London. They were going to be sent to London. Yes, it was dangerous, but as Paul had pointed out in all of his recent letters, her entire job was dangerous. And she would be in London. Wonderful, centralized London, where he was planning to start his leave. She wouldn’t have to travel to him. It would be so easy.

“You look happy, Louise,” said Charlie, as the others chattered excitedly amongst themselves.

“I was just thinking that I won’t even need to worry about train schedules now when Paul comes,” she said.

“It looks as though the ATS is determined to play cupid for you.” Vera glanced at Nigella and dropped her voice. “It’s a shame I can’t say the same for all of us.”

“Do you think she’ll be okay?” Louise asked. Nigella had started knitting again, but the needles trembled in her hands.

“She’ll be right as rain soon enough. A shame her falling for one of her own section though,” said Charlie.

“I don’t think she’s had much experience with men,” said Vera, in a way that told Louise that Vera had had more than she might care for.

“She wouldn’t, would she, what with her parents shutting her up in Catholic school,” said Charlie.

“Well, she has to learn.
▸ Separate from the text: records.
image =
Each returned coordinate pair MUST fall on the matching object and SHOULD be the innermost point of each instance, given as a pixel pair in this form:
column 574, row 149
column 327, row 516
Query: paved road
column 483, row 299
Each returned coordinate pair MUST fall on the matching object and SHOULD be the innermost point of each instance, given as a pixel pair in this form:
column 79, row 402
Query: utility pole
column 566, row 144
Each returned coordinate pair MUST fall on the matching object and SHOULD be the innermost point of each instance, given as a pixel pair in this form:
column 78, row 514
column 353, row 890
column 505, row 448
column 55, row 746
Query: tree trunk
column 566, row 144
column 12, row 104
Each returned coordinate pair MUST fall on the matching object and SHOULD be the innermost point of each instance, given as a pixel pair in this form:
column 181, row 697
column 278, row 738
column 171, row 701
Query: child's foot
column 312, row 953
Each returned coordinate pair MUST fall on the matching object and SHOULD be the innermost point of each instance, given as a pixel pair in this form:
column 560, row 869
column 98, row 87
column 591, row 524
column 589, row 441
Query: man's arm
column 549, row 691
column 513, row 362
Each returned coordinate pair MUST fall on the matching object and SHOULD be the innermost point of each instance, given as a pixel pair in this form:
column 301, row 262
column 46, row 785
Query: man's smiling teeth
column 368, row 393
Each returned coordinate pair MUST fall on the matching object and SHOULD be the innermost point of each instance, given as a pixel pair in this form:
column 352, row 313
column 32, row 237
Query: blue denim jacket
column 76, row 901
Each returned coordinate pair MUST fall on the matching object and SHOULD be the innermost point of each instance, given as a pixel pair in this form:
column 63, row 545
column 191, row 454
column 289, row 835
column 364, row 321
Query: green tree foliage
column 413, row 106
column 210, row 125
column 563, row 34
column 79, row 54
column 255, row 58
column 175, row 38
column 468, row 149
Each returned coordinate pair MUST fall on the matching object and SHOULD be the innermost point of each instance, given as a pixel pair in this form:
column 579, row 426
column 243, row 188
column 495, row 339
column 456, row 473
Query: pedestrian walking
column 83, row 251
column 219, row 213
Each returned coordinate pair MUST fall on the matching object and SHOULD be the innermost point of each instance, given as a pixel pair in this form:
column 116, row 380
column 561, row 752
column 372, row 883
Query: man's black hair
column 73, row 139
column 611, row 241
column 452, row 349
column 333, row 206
We all have our hearts broken at some point. It might as well be now,” said Vera.



Hatfield’s lady friend in the clerk’s office proved to be a reliable source of information. In just seventy-two hours, the men and women of B Section, 488 Battery, were on a train from Oswestry to London, headed for the Woolwich Depot, where they would be stationed for the foreseeable future. It was a long, slow journey, with several changes to be made, and rolling into Birmingham as dusk fell, they got their first real look at the devastation the air raids had left behind.

“There are whole houses gone,” Mary muttered, her hands braced against the train window.

“What did you expect?” Charlie asked, but the way she shivered when they passed the skeletal remains of buildings told Louise that, for all her bluster, the most outspoken one of their little band was just as affected as the rest of them.